Cell phone carrier: Big spit. Huge.
So we’re doing The Trolley Problem but the most important thing is to save the trolley
People who say I tend to give up too fast on things should- eh, know what, never mind.
ME: let’s not fight
DOCTOR: you punched me
ME: you stabbed me
DOCTOR: with a needle
ME: let’s not fight
Me: Don’t forget…measure twice, cut once
Surgeon, to nurse: Why is he awake?
At bedtime I read my daughter a few of my favorite RTs, tuck her in & whisper, “This is why we don’t talk to strangers on the internet.”

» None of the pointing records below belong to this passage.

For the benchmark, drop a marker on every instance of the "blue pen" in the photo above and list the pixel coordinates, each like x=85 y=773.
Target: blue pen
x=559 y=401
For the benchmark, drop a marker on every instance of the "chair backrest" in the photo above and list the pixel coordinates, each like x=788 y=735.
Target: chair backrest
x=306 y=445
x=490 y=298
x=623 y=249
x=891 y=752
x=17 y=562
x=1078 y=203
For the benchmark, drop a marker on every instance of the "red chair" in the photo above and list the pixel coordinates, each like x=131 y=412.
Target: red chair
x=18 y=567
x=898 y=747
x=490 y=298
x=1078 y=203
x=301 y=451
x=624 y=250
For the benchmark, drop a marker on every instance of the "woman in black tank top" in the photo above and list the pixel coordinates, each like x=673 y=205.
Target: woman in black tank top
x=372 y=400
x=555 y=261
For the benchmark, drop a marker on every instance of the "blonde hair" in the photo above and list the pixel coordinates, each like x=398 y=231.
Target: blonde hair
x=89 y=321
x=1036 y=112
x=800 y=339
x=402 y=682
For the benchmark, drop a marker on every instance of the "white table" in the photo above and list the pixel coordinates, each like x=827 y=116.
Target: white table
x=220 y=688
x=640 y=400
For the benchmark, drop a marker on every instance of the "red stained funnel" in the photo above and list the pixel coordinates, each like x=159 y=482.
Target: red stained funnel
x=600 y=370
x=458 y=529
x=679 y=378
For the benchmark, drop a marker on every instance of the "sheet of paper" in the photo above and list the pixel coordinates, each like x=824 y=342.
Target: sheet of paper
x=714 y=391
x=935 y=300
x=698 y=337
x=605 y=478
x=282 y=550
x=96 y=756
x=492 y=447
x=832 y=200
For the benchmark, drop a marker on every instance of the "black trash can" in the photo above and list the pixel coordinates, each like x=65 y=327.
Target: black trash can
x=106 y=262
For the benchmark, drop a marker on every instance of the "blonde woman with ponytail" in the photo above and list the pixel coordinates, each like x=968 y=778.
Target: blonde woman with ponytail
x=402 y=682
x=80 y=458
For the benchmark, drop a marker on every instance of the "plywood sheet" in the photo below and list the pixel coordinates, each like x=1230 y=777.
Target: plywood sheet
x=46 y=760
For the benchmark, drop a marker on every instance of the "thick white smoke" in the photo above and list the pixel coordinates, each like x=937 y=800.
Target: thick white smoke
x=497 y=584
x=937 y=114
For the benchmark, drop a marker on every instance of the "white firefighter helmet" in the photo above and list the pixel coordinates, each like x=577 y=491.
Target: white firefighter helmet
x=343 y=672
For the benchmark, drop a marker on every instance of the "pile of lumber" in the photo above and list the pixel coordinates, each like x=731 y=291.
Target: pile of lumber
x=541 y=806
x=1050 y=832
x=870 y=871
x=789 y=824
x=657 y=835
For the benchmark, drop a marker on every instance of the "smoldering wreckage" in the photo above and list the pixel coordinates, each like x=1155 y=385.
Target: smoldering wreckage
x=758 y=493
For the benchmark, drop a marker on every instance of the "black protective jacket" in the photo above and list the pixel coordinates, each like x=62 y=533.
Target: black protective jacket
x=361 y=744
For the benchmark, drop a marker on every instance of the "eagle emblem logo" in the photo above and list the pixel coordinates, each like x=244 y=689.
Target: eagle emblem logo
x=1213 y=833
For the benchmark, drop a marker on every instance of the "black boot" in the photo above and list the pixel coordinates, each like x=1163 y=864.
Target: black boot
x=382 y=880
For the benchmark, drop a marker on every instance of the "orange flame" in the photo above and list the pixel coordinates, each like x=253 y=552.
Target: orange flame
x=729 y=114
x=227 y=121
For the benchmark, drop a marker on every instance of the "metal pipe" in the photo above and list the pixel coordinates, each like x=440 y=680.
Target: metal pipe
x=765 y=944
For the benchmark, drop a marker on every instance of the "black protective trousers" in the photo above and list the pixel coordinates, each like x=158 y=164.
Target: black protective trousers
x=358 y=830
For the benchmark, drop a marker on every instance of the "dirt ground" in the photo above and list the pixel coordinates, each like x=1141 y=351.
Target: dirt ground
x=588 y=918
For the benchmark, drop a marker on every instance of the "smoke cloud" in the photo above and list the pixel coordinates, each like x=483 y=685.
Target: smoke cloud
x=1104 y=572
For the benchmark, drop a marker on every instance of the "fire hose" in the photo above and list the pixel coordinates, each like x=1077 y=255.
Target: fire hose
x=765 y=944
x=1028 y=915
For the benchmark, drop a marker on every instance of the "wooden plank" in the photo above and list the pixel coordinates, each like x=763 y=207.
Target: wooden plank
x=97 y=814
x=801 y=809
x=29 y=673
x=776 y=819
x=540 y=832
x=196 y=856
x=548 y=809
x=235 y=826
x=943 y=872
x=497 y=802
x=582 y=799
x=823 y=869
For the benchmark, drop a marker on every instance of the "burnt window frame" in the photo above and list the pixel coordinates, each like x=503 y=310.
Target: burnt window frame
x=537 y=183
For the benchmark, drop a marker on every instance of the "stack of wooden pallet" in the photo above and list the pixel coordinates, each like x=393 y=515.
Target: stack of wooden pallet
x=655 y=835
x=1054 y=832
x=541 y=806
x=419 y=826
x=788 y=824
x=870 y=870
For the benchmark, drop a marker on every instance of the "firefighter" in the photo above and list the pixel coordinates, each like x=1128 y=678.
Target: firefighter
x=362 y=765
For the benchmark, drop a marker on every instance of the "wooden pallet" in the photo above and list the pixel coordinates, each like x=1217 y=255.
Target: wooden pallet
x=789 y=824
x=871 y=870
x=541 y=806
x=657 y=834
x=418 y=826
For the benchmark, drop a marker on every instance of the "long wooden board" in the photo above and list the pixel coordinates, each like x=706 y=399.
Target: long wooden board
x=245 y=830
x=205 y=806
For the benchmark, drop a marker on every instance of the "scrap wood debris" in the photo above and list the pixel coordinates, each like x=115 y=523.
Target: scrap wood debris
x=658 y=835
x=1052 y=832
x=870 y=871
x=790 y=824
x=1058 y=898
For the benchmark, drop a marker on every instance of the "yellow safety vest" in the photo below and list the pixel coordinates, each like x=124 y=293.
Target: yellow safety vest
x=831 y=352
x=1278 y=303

A Viking in the midst of battle doesn’t have time to stop and cook dinner. WarDash™ brings your favorite meal right to your war.
PSYCHATRIST: wat do u see
ME: a rorschach test
PSYCHATRIST: and this one?
ME: a inkblot used to test my psyche
PSYCHATRIST: (starts sweatig)
I was caught in a nuclear reactor with a jar of spiders in my pocket, so now I’m half man, half jar.
My 5 year old is going to be a witch for Halloween. But she doesn’t want to wear a hat. No wig, either. The black dress? Too itchy. Oh, and she’s not down with green makeup. The only part of the costume she likes is the broom. My 5 year old is going to be a janitor for Halloween.
Is Mark short for something like Markathon?
My Halloween costume this year is a red cape and a witches broom – I’m gonna be little red riding wood.
A naked man brushed his teeth next to me as I washed my hands. This is why I don’t go to the gym often.
When the chips are down, don’t worry. The dog will get em.
I got a 6 month head start on No Shave November, so I think my chances of winning are pretty good this year.
deleting dating apps because I want to meet someone the old fashioned way (he and his donkey rescue me from a tower guarded by a dragon)
ever get so drunk you discover the next day you’ve legally changed your name to celine dion?
unrelated—anyone know how to legally unchange your name?
dm celine dion, please.
Me, making a pediatrician appt for my 5yo son.
Receptionist: “What’s his birth year?”
Me: “17”
Them: “2017 or….?”
Me: “Oh yes. 2017.”
In my head: No, 1817. We’ll make the arduous journey to your office in our covered wagon.
my wife opens my diary & her jaw drops as she reads page after page after page after page of bigfoot poetry
Couldn’t afford a butterfly knife, so I got a caterpillar one. Now, I wait.